In de Noordoostpolder zijn de witlofwortels over het algemeen wat grover dan bijvoorbeeld in Zuidwest-Nederland of in België en Frankrijk. Dat komt met name omdat de wortels in de polder minder last hebben gehad van de droogte. Wel zitten er meer fijne wortels tussen dan gebruikelijk, maar in Zuidwest-Nederland en in België en Frankrijk is de uniformiteit nog veel verder te zoeken. Vooral percelen waarop niet beregend kon worden, hebben het zwaar te verduren gekregen. Dat werd duidelijk op een bijeenkomst van vollegrondsgroente.net vorige week in Creil.
Maand groeiachterstand
De geluiden die uit België komen spreken van een maand achterstand in groei. Met uitzondering van de vroegste rassen wordt er nog niet gerooid. De wortels zijn gewoonweg nog onvoldoende afgerijpt. Daarom worden de meeste wortels in België pas tussen half en eind november gerooid.

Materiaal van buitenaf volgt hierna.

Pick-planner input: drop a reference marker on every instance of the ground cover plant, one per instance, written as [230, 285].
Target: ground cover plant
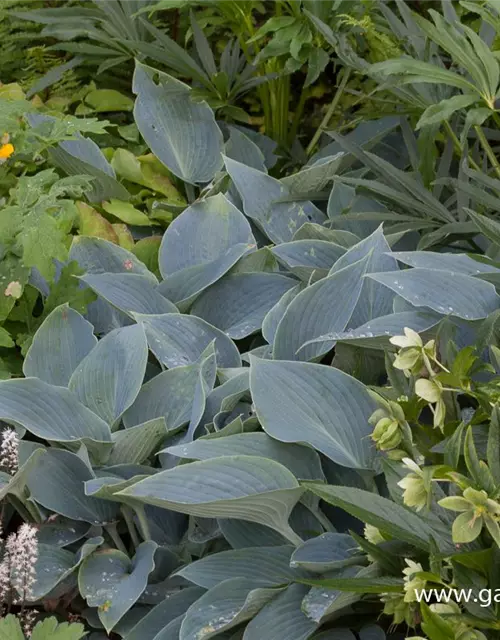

Screeningsonderzoek herbiciden
Onderzoeker Thijs Brouwer van Delphy deed op verzoek van Witlofcoöperatie Witcop screeningsonderzoek van herbiciden. De reden is dat aan de toelating van Safari en Bonalan op korte of wat langere termijn een einde komt en het pakket aan middelen dan krap wordt. In samenwerking met de fabrikanten van enkele middelen kijkt Brouwer in het screeningsonderzoek naar middelen die al een toelating hebben, zoals bijvoorbeeld in een aan witlof verwant gewas als chicorei, maar nog niet in witlof.
Hoopvolle eerste resultaten
De fabrikanten hebben toegezegd dat als uit het screeningsonderzoek blijkt dat hun middel goede resultaten geeft en witlof het middel goed blijkt te kunnen verdragen, dat ze dan een aanvraag voor toelating willen gaan doen. De eerste resultaten stemmen hoopvol, van de vier middelen hebben er een paar perspectief. Er volgt nog een proef in de trekkerij en alle resultaten zullen met de fabrikanten besproken worden voor een vervolgtraject.